One would have thought that before making such a dire statement – which can impact severely on this country and our tourism sector, which creates jobs and brings in foreign currency – the British government could have quoted something more reliable.

They might also, realistically, have used their own information.

According to the warning, this country faces attacks being carried out by terrorists linked to the Islamic State (IS). This belief appears to be based on reports of the arrest of a couple in KwaZulu-Natal, who are charged with kidnapping and also with counts which relate to the burning of a sugar cane field in the province.

Sayfydeen Aslam Del Vecchio, 38, and Fatima Patel, 27, have yet to stand trial, but reports of their case included reference to them being connected to terror networks – although nothing in those reports was substantiated.
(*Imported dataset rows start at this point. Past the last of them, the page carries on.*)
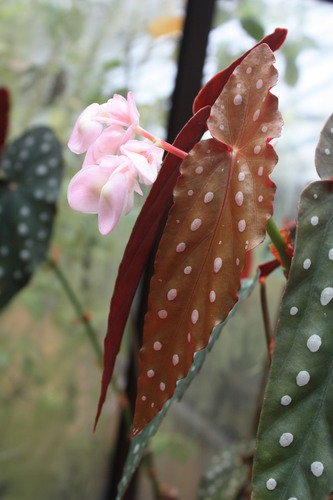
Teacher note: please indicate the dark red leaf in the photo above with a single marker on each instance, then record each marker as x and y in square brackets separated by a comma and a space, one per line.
[210, 92]
[140, 244]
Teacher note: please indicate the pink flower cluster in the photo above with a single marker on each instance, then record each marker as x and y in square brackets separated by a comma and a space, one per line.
[115, 162]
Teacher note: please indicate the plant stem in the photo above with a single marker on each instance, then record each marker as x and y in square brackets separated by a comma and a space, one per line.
[162, 144]
[279, 243]
[264, 308]
[78, 308]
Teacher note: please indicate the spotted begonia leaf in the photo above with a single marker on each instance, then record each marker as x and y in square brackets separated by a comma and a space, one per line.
[294, 456]
[31, 172]
[227, 473]
[210, 92]
[140, 441]
[222, 202]
[324, 151]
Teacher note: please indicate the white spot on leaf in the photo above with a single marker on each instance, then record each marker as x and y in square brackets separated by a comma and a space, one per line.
[208, 197]
[286, 400]
[317, 468]
[306, 263]
[326, 296]
[180, 247]
[196, 224]
[239, 198]
[303, 378]
[241, 225]
[286, 439]
[217, 264]
[194, 316]
[238, 100]
[157, 346]
[271, 484]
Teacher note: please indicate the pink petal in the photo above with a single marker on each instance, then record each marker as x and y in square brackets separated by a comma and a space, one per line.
[112, 202]
[132, 149]
[86, 129]
[84, 189]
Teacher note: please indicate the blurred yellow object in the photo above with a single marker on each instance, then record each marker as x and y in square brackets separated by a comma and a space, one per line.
[166, 25]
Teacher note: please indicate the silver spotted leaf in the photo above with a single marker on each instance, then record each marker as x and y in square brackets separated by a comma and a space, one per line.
[294, 456]
[30, 178]
[324, 151]
[140, 441]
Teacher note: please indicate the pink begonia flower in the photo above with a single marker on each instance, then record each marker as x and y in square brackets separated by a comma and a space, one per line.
[106, 189]
[114, 161]
[121, 111]
[108, 143]
[86, 129]
[145, 157]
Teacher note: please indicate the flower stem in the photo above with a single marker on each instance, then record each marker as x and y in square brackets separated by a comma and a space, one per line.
[279, 243]
[161, 143]
[78, 308]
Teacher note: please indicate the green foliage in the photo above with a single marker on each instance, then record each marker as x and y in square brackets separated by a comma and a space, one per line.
[140, 442]
[324, 151]
[29, 186]
[253, 27]
[294, 456]
[227, 473]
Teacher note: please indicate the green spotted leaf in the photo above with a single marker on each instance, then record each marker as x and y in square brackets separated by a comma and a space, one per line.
[30, 178]
[227, 473]
[324, 151]
[294, 457]
[140, 441]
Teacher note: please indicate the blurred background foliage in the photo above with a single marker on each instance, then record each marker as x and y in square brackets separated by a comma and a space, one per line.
[56, 57]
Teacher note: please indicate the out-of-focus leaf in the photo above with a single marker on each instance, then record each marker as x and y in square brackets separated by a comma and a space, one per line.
[114, 63]
[253, 27]
[222, 202]
[140, 442]
[140, 244]
[4, 116]
[167, 25]
[213, 88]
[291, 74]
[324, 151]
[31, 176]
[227, 473]
[294, 457]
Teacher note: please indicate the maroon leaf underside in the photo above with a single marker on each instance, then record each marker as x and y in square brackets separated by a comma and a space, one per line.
[141, 243]
[222, 202]
[210, 92]
[4, 116]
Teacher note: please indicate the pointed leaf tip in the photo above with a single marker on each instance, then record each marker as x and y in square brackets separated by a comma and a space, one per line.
[222, 202]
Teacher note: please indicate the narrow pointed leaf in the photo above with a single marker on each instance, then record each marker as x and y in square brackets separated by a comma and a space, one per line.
[140, 244]
[210, 92]
[294, 457]
[324, 151]
[29, 187]
[222, 202]
[140, 441]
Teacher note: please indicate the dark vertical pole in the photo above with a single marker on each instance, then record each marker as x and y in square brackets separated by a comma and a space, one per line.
[199, 15]
[198, 21]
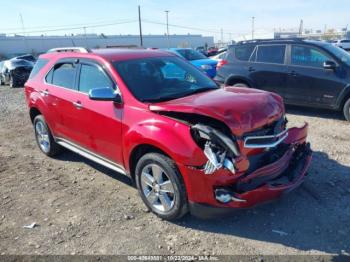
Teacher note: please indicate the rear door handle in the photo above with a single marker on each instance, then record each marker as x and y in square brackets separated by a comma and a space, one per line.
[293, 73]
[44, 93]
[251, 69]
[78, 105]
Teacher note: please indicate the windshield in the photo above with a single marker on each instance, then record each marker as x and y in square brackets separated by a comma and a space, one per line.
[190, 54]
[340, 53]
[162, 78]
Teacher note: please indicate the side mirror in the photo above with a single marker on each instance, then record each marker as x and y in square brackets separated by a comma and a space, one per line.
[329, 65]
[105, 94]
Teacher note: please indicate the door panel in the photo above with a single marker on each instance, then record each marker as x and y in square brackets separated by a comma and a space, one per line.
[100, 121]
[100, 124]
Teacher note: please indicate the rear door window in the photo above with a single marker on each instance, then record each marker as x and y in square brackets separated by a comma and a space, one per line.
[92, 76]
[308, 56]
[38, 66]
[244, 52]
[64, 75]
[273, 54]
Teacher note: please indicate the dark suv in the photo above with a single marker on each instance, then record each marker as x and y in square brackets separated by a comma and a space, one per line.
[307, 73]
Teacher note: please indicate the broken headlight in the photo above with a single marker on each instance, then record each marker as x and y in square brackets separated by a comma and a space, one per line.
[217, 147]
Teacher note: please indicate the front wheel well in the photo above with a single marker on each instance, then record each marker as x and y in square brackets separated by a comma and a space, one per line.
[233, 80]
[346, 98]
[138, 152]
[33, 112]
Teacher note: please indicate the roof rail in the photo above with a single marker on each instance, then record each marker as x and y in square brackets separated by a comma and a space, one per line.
[69, 49]
[296, 39]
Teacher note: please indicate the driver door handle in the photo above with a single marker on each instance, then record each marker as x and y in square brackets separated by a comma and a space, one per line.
[45, 92]
[293, 73]
[78, 105]
[251, 69]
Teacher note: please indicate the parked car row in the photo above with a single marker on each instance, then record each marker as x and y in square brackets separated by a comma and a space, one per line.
[307, 73]
[15, 71]
[344, 43]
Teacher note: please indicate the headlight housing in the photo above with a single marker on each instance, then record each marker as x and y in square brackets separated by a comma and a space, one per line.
[206, 67]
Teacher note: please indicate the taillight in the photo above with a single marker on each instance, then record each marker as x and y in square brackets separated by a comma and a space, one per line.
[221, 64]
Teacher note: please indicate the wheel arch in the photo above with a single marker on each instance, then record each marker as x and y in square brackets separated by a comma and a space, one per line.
[138, 152]
[33, 112]
[345, 95]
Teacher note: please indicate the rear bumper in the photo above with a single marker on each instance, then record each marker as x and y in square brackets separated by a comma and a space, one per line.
[273, 180]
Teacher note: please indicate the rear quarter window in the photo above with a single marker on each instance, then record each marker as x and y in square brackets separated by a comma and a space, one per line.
[243, 52]
[38, 66]
[273, 54]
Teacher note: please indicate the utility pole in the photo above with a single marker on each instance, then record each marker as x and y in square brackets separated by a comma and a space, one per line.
[140, 27]
[253, 20]
[301, 27]
[222, 37]
[167, 26]
[86, 44]
[24, 32]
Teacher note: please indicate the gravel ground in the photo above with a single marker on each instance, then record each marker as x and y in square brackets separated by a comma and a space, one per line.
[83, 208]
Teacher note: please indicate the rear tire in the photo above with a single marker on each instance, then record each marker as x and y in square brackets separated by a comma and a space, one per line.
[13, 82]
[44, 138]
[161, 187]
[240, 85]
[346, 110]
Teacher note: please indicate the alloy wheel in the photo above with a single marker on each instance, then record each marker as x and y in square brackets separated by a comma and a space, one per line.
[42, 135]
[157, 188]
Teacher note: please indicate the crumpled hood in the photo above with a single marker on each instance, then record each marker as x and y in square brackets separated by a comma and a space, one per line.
[200, 62]
[241, 109]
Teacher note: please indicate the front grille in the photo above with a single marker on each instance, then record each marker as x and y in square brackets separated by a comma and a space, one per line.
[265, 141]
[267, 137]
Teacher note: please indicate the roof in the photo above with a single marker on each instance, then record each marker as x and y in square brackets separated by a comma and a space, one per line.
[281, 41]
[112, 54]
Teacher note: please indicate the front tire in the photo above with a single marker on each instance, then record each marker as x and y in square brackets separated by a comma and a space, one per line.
[44, 138]
[241, 85]
[346, 110]
[161, 187]
[13, 82]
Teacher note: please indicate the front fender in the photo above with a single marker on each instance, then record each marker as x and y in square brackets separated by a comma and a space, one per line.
[344, 93]
[35, 100]
[170, 136]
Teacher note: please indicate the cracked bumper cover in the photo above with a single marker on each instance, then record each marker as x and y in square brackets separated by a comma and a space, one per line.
[279, 177]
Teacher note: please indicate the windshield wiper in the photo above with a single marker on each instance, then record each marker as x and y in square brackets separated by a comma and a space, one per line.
[167, 98]
[199, 90]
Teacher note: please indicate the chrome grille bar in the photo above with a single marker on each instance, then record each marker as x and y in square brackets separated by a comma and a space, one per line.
[253, 141]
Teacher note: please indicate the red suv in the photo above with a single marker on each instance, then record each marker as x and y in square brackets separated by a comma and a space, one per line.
[188, 144]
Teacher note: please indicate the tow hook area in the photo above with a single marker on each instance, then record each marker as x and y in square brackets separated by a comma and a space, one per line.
[225, 196]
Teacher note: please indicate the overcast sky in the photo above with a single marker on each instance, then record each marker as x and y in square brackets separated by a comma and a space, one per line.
[207, 17]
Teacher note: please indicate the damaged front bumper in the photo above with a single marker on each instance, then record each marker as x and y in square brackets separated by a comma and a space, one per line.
[269, 181]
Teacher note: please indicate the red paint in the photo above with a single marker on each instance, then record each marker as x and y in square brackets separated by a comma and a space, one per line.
[114, 131]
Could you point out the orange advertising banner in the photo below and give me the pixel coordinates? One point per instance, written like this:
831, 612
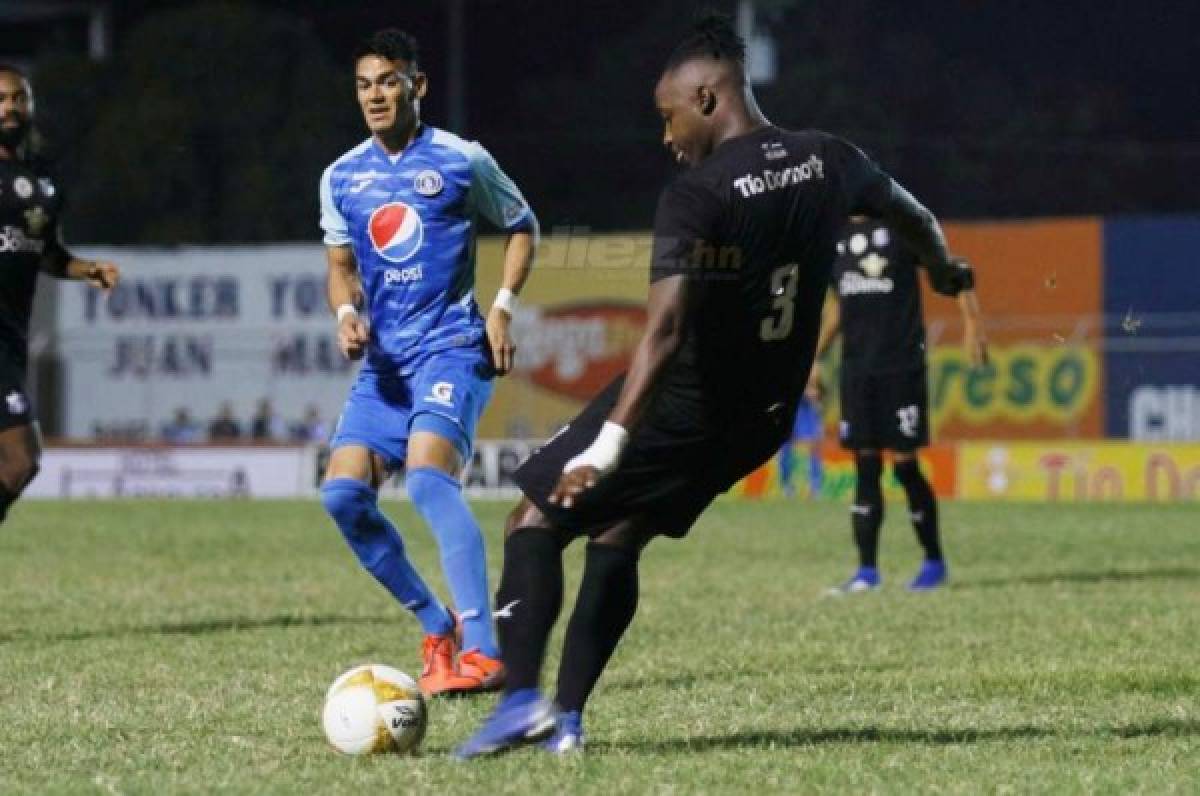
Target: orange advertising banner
1041, 288
1039, 283
939, 462
1079, 471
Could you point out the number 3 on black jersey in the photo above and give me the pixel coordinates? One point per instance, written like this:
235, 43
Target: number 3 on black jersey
778, 325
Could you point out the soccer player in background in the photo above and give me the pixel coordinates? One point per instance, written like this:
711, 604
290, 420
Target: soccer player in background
399, 214
743, 247
885, 404
30, 241
807, 429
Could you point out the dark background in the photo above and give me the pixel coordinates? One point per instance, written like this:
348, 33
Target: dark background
211, 123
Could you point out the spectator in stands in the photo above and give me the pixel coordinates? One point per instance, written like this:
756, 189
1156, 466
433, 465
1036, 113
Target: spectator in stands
265, 425
225, 426
181, 430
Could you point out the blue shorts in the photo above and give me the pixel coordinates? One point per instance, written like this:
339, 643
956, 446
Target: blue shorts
808, 422
445, 396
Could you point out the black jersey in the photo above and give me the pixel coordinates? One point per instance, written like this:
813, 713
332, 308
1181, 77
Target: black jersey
875, 276
755, 229
29, 237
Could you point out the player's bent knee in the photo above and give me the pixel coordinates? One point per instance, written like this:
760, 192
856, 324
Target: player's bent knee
348, 501
631, 534
906, 470
17, 473
426, 484
525, 515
The Hawks later issued a denial that the pair were connected to such terror networks.

The reality is that there has been a spate of kidnappings, for ransom, in this country over the past months … and that most of them have involved wealthy members of the Muslim community.

However, evidence indicate the kidnappings are purely acts of criminality.

We are not saying that no terror threat exists on our soil – it would be reckless to discount the possibility. However, when potentially destructive statements are issued, they should be based on real evidence.